Department of Infectious Diseases, St. Jude Children's Research Hospital, Memphis, Tennessee, USA.
Department of Pediatrics, University of Colorado School of Medicine and Children's Hospital Colorado, Aurora, Colorado, USA.
J Pediatric Infect Dis Soc. 2022 May 30;11(5):177-185. doi: 10.1093/jpids/piab124.
Starting in November 2020, the US Food and Drug Administration (FDA) has issued Emergency Use Authorizations (EUAs) for multiple novel virus-neutralizing monoclonal antibody therapies, including bamlanivimab monotherapy (now revoked), bamlanivimab and etesivimab, casirivimab and imdevimab (REGEN-COV), and sotrovimab, for treatment or postexposure prophylaxis of Coronavirus disease 2019 (COVID-19) in adolescents (≥12 years of age) and adults with certain high-risk conditions. Previous guidance is now updated based on new evidence and clinical experience.
A panel of experts in pediatric infectious diseases, pediatric infectious diseases pharmacotherapy, and pediatric critical care medicine from 18 geographically diverse US institutions was convened. Through a series of teleconferences and web-based surveys, a guidance statement was developed and refined based on a review of the best available evidence and expert opinion.
The course of COVID-19 in children and adolescents is typically mild, though more severe disease is occasionally observed. Evidence supporting risk stratification is incomplete. Randomized controlled trials have demonstrated the benefit of severe acute respiratory syndrome coronavirus-2 (SARS-CoV-2)-specific monoclonal antibody therapies in adults, but data on safety and efficacy in children or adolescents are limited. Potential harms associated with infusion reactions or anaphylaxis are reportedly low in adults.

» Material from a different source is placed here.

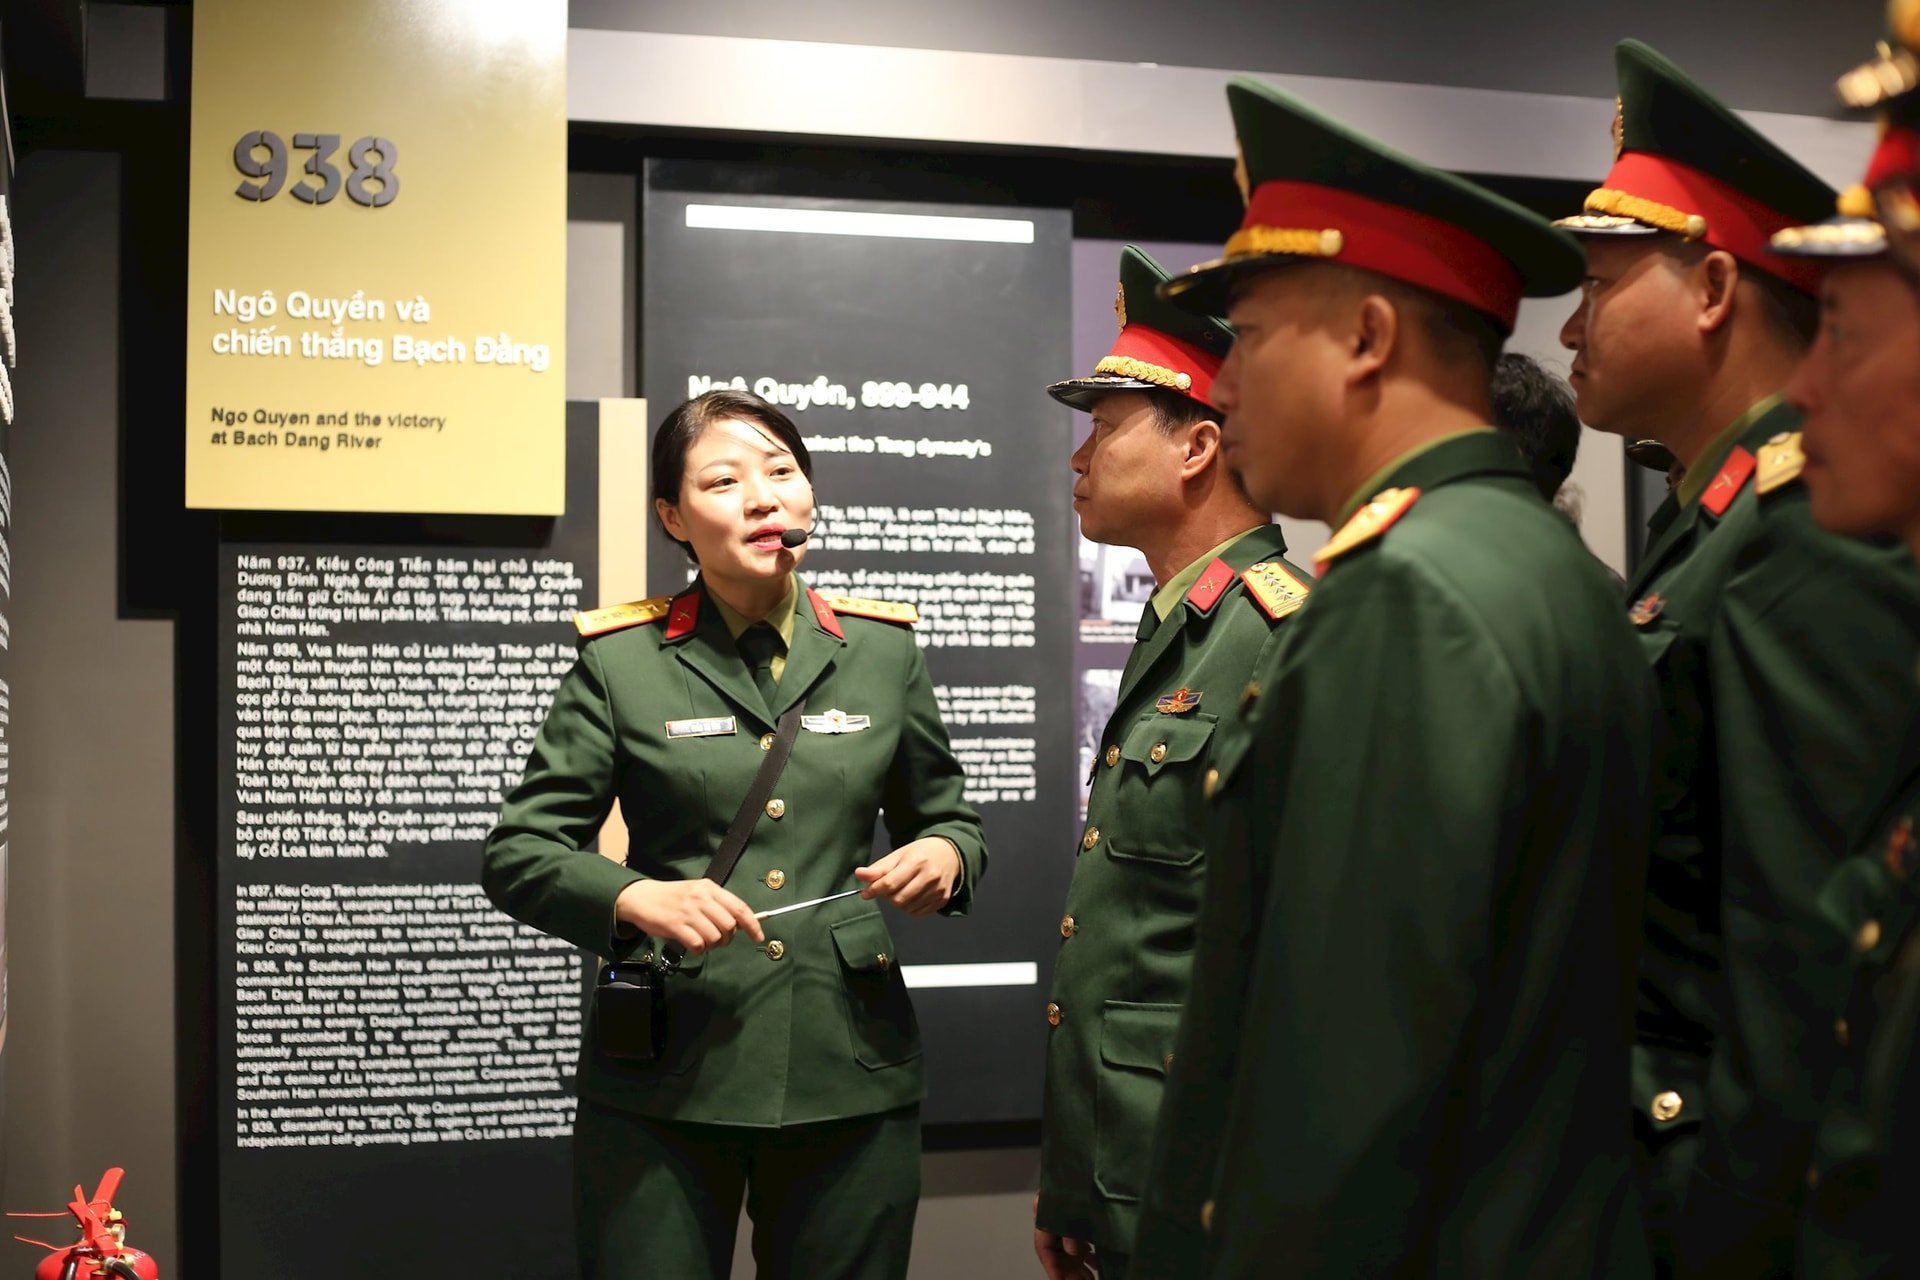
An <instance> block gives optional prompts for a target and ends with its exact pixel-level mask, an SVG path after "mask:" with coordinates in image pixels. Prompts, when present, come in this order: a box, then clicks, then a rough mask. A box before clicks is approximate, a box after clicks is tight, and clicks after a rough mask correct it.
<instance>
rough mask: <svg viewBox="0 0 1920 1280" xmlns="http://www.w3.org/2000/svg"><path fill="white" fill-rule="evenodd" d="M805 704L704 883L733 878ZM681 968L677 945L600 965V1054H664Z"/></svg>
mask: <svg viewBox="0 0 1920 1280" xmlns="http://www.w3.org/2000/svg"><path fill="white" fill-rule="evenodd" d="M804 710H806V699H801V700H799V702H795V704H793V706H791V708H789V710H787V714H785V716H781V718H780V723H776V725H774V743H772V747H768V748H766V758H764V760H760V771H758V773H755V775H753V787H749V789H747V798H745V800H741V804H739V812H737V814H733V821H732V823H730V825H728V829H726V835H724V837H722V839H720V848H718V850H714V858H712V862H708V864H707V879H710V881H712V883H716V885H726V877H728V875H732V873H733V864H737V862H739V854H741V850H745V848H747V837H751V835H753V827H755V823H756V821H758V819H760V814H762V812H766V802H768V798H770V796H772V794H774V783H778V781H780V771H781V770H785V768H787V756H791V754H793V739H797V737H799V735H801V714H803V712H804ZM678 963H680V948H678V944H670V946H662V948H660V954H659V956H647V958H645V960H614V961H607V963H603V965H601V971H599V984H597V986H595V988H593V1032H595V1036H597V1038H599V1050H601V1054H603V1055H607V1057H614V1059H620V1061H632V1063H651V1061H657V1059H659V1057H660V1050H664V1048H666V1017H668V1013H666V975H668V973H672V971H674V967H676V965H678Z"/></svg>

Based on evidence available as of August 31, 2021, the panel suggests a risk-based approach to administration of SARS-CoV-2 monoclonal antibody therapy. Therapy is suggested for the treatment of mild to moderate COVID-19 in adolescents (≥12 years of age) at the highest risk of progression to hospitalization or severe disease. Therapeutic decision-making about those at moderate risk of severe disease should be individualized. Use as postexposure prophylaxis could be considered for those at the highest risk who have a high-risk exposure but are not yet diagnosed with COVID-19. Clinicians and health systems should ensure safe and timely implementation of these therapeutics that does not exacerbate existing healthcare disparities.
自 2020 年 11 月起,美国食品和药物管理局(FDA)已发布多项新型病毒中和单克隆抗体治疗药物的紧急使用授权(EUA),包括巴姆单抗单药治疗(现已撤销)、巴姆单抗和依特西单抗、卡瑞利珠单抗和西维莫司单抗(REGEN-COV)以及索托维单抗,用于治疗或暴露后预防 2019 年冠状病毒病(COVID-19),适用于青少年(≥12 岁)和具有某些高危条件的成年人。目前根据新证据和临床经验对之前的指南进行了更新。
来自美国 18 个地理位置不同的机构的一组儿科传染病、儿科传染病药理学和儿科危重病医学专家被召集在一起。通过一系列电话会议和网络调查,根据对最佳现有证据和专家意见的审查,制定并完善了一份指导声明。
儿童和青少年 COVID-19 的病程通常较轻,但偶尔也会观察到更严重的疾病。用于风险分层的证据并不完整。随机对照试验已证明针对严重急性呼吸综合征冠状病毒 2(SARS-CoV-2)的单克隆抗体治疗对成年人的有益性,但在儿童或青少年中的安全性和疗效数据有限。据报道,在成年人中,与输注反应或过敏反应相关的潜在危害较低。
基于截至 2021 年 8 月 31 日的证据,专家组建议采用基于风险的方法来管理 SARS-CoV-2 单克隆抗体治疗。对于处于进展为住院或严重疾病风险最高的青少年(≥12 岁),建议治疗轻度至中度 COVID-19。对于处于严重疾病中度风险的患者,应个体化做出治疗决策。对于那些存在高风险暴露但尚未确诊 COVID-19 的高风险患者,可以考虑将其作为暴露后预防使用。临床医生和卫生系统应确保安全、及时地实施这些治疗方法,而不会加剧现有的医疗保健差距。